Мамины подозрения расплывались необъятно, охватывая все возможные человеческие пороки, формируясь в подлые вопросы, которые звучали невероятно оскорбительно. Я почти перестала разговаривать с ней и только вяло огрызалась на допросах — наше общение отныне протекало именно в этой сомнительной форме. Мое отношение к Марии — вопреки и наперекор — не терпело никаких грубых вмешательств. Мне хотелось оправдать Марию в маминых глазах. Но получалось плохо. У меня не находилось аргументов, которые могли бы убедить ее. А может, ей вовсе не хотелось быть переубежденной?

* * *

Чем же ценна моя собственная жизнь — ну, помимо того, что она — жизнь как таковая? Ничего особенно ценного или хоть сколько-нибудь выдающегося, на первый взгляд. Да и на второй, пожалуй. Я выпросила у мамы гитару, решила научиться играть — и однажды всех поразить. Отныне после уроков я шла не к Тасе, не к Марии, а домой, в свой листопадный чуланчик, к потрепанному самоучителю из школьной библиотеки. Дело давалось тяжело, ничего, по правде говоря, не получалось — и, главное, было совсем неинтересно. Может быть, мое предназначение откроется в будущем? Может быть, я все-таки стану знаменитым ученым?

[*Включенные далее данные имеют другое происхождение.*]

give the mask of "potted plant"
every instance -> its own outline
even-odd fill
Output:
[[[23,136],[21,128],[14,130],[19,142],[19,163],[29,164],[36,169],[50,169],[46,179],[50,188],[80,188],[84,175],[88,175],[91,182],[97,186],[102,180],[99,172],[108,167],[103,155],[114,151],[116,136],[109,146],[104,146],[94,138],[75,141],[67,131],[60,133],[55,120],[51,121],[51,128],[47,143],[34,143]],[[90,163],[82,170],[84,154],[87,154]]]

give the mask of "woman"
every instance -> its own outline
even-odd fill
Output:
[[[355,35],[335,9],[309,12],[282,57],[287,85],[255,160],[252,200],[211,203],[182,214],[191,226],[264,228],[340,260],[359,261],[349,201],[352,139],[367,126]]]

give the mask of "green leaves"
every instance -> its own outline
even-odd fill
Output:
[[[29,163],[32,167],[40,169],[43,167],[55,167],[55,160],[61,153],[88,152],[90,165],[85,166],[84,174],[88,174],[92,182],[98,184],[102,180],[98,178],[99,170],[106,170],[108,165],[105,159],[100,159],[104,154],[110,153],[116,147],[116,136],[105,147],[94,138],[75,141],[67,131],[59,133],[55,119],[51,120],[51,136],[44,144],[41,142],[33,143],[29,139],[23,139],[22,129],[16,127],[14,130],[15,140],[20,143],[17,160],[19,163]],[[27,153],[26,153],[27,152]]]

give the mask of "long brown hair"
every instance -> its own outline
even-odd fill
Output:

Но до этого так далеко! К тому же от моего интереса к науке остался лишь интерес приключенческий. На уроках биологии ложноножки, митохондрии, гаплогруппы, виды и подвиды — весь этот скрытый состав науки выказал себя в самом унылом виде. Раздробленная природа — разложенная на детали, анатомированная, систематизированная — не имела смысла. Ее тайна не имела больше смысла. Ее не было.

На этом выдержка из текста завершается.